La question de l'autonomie, notamment financière, et de la fragilisation sociale de la femme mère en contraste avec la consolidation sociale de l'homme père n'est pas inconnue. Elle n'est pas particulière à mon histoire familiale. Elle est étudiée de longue date par des chercheuses et des chercheurs féministes. Mais comme j'écris ici à brûle pourpoint, je n'ai pas de références à proposer. Certaines références se trouvent sans aucun doute au centre de documentation de l'Université des femmes, à Bruxelles.

Il est notoire que les femmes victimes de violence de la part de leur compagnon ont tendance, quand elles trouvent la force de se soustraire à cette situation, à quitter la maison, à fuir. Cette pratique est d'ailleurs jugée injuste depuis peu. Si bien que certaines dispositions légales ont été prises pour éloigner le compagnon du foyer, plutôt que d'obliger sa compagne à fuir.

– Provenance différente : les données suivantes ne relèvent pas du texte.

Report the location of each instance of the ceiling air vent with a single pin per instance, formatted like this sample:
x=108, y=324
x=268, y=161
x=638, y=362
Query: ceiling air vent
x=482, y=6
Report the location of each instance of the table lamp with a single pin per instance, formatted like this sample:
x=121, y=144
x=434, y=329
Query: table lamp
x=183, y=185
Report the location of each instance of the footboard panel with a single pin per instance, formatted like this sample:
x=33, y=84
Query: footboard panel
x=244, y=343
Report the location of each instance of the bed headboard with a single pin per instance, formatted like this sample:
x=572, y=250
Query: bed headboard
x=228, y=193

La fuite n'est-elle pas la solution privilégiée par ceux qui sont en situation plus délicate? En couple avec des enfants, la femme est plus fragile et l'homme plus stable et indépendant socialement. Donc elle part et lui reste. Conséquence secondaire, l'homme est alors contraint d'assumer lui-même les tâches jusqu'alors dévolues à la femme. Mais la femme ne sort pas moins fragile de ce foyer sclérosé. Il lui faut trouver les ressources nécessaires à sa vie autonome. Bien souvent elle doit se tourner vers l'aide social ou pire le foyer d'accueil.

Digression :

Mon ex-compagne, depuis qu'elle est partie, est dans une situation relativement précaire. Elle n'a pas retrouvé de travail, mais son statut de fonctionnaire lui ouvre le droit à des prestations sociales un peu supérieures à celles auxquels les autres citoyens ont droit. Elle s'en sort tout juste. Mais n'est pas à l'abris d'un naufrage social. Notamment parce que les procédures judiciaires dans lesquelles nous sommes engagés lui ont imposé d'emprunter à la banque une somme qu'elle n'est pas certaine de pouvoir rembourser.

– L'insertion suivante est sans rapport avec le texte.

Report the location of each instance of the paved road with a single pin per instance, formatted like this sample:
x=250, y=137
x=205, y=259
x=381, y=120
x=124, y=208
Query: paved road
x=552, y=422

Pour ma part, je ne suis pas franchement ébranlé par la nécessité d'assumer les tâches ménagère. Je n'ai pas de problème de virilité à me servir de la serpillière et dans le meilleurs des cas, je me fout un peu de l'état du sol. Pour ce qui est de la question socio-économique, je n'ai pas de problème particulier, j'ai gardé mon salaire et j'ai pu emprunter à des amis (ou recevoir d'eux) plutôt qu'à la banque pour assumer les frais de justice.

Voilà, je suppose donc que si les femmes sont plus promptes à enlever leurs enfants, c'est parce que les hommes, même dans une situation où le couple parental devient insupportable, sont dans la plupart des cas plus solides dans cette situation que les femmes. Ils n'ont pas vraiment de raisons matérielles pour partir et ils jouissent d'une autonomie que n'ont souvent pas leur compagne. Pour elle, partir c'est en quelque sorte s'émanciper. Il est vraisemblable que lors de négociations franches entre l'homme et la femme qui doivent mettre un terme à leur couple et leur vie commune, la femme ait moins de marge de manoeuvre et soit en position de faiblesse.

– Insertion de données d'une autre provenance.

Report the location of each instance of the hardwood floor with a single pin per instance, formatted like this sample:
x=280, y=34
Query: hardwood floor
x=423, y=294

Par contre, quand elle sort du foyer et que des enfants sont au centre des enjeux (alors qu'ils n'ont rien demandé, eux), elle sait que les magistrats souvent réactionnaires et empreints des vieilles conceptions chrétiennes lui seront toujours plutôt favorables quant à la question de la garde des enfants. Mon ex-compagne me répétait toujours : "les enfants vont toujours avec la maman, ils ont besoin de leur maman!". Et le père, il pue de la gueule? Oups.

Il reste que cette pratique est parfaitement déloyale et irrespectueuse tant à l'égard des enfants qu'à l'égard du père de ces enfants. Elle est même parfaitement destructrice pour l'équilibre psychologique des enfants. [Et dans le cas de notre histoire, aurait pu être évitée si mon ex avait accepter d'entrer en médiation.]

Pour revenir à la réflexion.

En reprenant cette histoire depuis le jour où elle m'a dit qu'elle ne trouvait pas viril que je passe la serpillière et en croisant cela avec ce que j'ai pu lire de la transformation des rapports entre homme et femme au court de la vie d'un couple devenant couple parental, je pense pouvoir dire que tout ceci est un traquenard tendu à celles et ceux qui pensent que les femmes ont gagné une réelle égalité des droits et de traitement et à celles et ceux qui pensent que les hommes ont une place réellement confortable dans le foyer, dans le couple et dans la société.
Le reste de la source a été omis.